'Only a handful around the world': Rare coronavirus phenomenon feared in Victoria

Tom Flanagan
·News Reporter
·2-min read

Victoria Premier Daniel Andrews says a coronavirus case reported on Tuesday is being treated as an extremely rare example of reinfection.

The male active case first tested positive in July but has since returned a second positive result three months later and was Tuesday’s sole new coronavirus case in Victoria.

His case was under review by an expert panel to determine whether his latest positive test was a result of viral shedding.

Mr Andrews says the state's health teams are treating Tuesday's case as a reinfection. Source: Getty/ ABC
Mr Andrews says the state's health teams are treating Tuesday's case as a reinfection. Source: Getty/ ABC

Mr Andrews said there was not enough evidence to conclude that was the case.

“The assumption is that they have it for a second time.
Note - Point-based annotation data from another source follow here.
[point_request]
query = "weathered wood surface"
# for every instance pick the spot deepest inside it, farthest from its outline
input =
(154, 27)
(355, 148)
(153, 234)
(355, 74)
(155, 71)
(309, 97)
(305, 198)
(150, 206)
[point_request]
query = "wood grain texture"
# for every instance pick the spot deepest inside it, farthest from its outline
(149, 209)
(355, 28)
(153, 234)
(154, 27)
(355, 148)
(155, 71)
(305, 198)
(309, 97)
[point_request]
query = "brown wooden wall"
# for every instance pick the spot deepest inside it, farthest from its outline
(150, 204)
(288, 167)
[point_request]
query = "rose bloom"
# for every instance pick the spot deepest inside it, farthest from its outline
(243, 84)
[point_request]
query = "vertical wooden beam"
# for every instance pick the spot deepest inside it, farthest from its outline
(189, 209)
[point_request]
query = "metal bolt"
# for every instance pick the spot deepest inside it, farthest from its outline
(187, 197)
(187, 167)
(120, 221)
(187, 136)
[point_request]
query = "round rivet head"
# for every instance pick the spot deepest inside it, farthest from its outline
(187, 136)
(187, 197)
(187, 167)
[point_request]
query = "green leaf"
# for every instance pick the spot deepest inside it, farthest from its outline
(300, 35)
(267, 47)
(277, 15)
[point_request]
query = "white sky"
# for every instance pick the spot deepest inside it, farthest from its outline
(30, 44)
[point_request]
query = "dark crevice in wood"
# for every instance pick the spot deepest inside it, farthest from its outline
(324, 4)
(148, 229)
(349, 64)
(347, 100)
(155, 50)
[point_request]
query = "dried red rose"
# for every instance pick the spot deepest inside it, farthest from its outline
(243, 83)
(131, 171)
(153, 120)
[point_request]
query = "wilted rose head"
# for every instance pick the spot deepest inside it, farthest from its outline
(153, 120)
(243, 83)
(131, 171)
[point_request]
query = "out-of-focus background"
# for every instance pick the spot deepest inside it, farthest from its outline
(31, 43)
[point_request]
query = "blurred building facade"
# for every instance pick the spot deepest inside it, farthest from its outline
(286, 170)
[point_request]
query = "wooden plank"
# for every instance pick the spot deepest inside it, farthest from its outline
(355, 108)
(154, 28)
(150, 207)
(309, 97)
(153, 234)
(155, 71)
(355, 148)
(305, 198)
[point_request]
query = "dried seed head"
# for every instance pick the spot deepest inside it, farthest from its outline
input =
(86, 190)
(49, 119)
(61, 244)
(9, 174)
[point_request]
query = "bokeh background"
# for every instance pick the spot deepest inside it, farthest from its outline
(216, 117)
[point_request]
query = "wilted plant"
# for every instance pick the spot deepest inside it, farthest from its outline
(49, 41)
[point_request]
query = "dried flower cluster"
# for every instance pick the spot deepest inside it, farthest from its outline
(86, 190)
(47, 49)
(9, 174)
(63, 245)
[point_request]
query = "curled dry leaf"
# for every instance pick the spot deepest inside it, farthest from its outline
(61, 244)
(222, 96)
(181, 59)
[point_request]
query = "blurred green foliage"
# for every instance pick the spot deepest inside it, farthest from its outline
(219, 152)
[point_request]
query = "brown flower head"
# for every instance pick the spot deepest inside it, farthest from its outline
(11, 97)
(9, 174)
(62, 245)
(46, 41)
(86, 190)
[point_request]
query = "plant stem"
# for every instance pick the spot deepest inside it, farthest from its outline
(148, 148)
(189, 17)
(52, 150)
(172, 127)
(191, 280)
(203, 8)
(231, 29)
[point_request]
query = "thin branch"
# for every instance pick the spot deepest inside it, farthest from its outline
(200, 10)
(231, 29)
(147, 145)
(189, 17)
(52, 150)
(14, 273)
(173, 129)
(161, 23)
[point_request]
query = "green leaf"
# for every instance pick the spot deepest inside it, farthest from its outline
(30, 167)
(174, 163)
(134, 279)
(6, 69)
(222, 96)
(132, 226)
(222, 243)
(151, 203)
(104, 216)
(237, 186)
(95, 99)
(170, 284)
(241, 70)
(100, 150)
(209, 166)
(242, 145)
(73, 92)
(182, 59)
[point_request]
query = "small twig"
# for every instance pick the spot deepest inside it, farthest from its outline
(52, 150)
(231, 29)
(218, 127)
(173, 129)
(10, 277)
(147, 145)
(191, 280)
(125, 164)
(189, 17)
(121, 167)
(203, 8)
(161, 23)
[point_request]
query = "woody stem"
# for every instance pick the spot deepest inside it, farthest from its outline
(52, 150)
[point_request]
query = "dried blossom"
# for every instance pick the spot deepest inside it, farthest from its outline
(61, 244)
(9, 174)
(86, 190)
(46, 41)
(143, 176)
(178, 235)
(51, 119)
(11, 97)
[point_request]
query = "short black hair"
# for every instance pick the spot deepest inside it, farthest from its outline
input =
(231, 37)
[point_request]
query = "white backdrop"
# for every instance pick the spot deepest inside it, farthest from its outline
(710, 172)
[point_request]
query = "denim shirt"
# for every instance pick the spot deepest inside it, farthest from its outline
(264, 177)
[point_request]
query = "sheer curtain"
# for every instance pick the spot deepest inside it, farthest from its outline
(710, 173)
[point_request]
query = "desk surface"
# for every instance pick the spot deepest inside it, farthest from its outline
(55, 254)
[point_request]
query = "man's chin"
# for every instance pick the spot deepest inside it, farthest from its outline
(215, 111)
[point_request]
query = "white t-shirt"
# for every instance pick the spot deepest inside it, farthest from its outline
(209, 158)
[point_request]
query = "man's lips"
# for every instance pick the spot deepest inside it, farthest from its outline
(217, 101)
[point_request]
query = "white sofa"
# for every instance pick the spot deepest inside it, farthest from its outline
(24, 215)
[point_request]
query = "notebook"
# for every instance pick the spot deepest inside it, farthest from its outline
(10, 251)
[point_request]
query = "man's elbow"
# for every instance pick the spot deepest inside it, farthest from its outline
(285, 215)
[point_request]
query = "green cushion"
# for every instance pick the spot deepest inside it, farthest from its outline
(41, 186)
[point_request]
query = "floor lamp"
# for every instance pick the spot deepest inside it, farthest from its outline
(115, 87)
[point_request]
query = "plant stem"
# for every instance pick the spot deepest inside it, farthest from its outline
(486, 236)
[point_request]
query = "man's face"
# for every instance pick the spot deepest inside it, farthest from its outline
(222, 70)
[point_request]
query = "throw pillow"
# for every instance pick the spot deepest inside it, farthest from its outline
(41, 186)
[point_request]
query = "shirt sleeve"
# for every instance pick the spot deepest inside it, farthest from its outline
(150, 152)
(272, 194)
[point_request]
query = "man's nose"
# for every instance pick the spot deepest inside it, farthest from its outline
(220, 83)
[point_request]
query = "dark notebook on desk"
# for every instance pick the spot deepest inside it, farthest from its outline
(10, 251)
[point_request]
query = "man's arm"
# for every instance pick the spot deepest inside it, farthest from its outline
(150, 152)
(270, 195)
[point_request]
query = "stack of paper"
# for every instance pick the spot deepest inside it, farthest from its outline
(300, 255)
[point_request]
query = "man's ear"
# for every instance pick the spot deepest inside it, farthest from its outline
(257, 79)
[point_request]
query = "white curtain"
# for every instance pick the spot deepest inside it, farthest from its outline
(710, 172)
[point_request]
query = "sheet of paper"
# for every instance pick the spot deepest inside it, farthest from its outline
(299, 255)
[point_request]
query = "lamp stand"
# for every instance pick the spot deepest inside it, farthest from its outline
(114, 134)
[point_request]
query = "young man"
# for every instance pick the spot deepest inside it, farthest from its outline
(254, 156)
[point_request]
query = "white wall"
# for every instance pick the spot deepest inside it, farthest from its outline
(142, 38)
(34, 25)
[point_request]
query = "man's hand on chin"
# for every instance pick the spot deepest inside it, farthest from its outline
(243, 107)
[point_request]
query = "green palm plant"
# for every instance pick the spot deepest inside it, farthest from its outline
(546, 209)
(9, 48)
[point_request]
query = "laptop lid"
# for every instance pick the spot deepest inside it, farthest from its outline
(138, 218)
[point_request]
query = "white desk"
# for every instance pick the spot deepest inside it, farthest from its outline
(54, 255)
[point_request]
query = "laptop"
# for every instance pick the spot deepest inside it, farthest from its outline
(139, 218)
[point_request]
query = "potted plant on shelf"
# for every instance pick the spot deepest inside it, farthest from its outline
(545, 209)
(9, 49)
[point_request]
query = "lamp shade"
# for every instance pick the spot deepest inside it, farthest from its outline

If that is the case then that will be one of only a handful of those sorts of reinfection cases we have seen anywhere in the world,” Mr Andrews said.

According to The Lancet medical journal, there have been four cases of reinfections confirmed by viral genome sequences internationally up to September 14.

Mr Andrews downplayed the severity of the abnormal case, telling reporters the reinfection will likely be a “one-off”.

He did however say the case was “being managed very cautiously”.

Professor explains multiple reinfection possibilities

Biomedical Sciences Professor Sheena Cruickshank from the University of Manchester says the small number of reinfections “doesn’t necessarily mean that immunity is not occurring”.

She explained in The Conversation that testing issues or false-negative results could be responsible while saying reinfection can occur even in immunity however the worst effects are prevented.

For reinfections where worse symptoms follow the second time round, Professor Cruickshank says the body may not have mounted “a robust adaptive immune response first time round and that their initial infection was largely contained by the innate immune response”.

Another possibility is infection via differing viral strains.

“We are still learning about the immune response to COVID-19, and every piece of new data is helping us unpick the puzzle of this challenging virus,” Prof Cruickshank said.

“Our immune system is a powerful ally in the fight against infection, and only by unlocking it can we ultimately hope to defeat COVID-19.”

The health condition of the person responsible for Victoria’s believed reinfection has not been revealed by Victorian health authorities.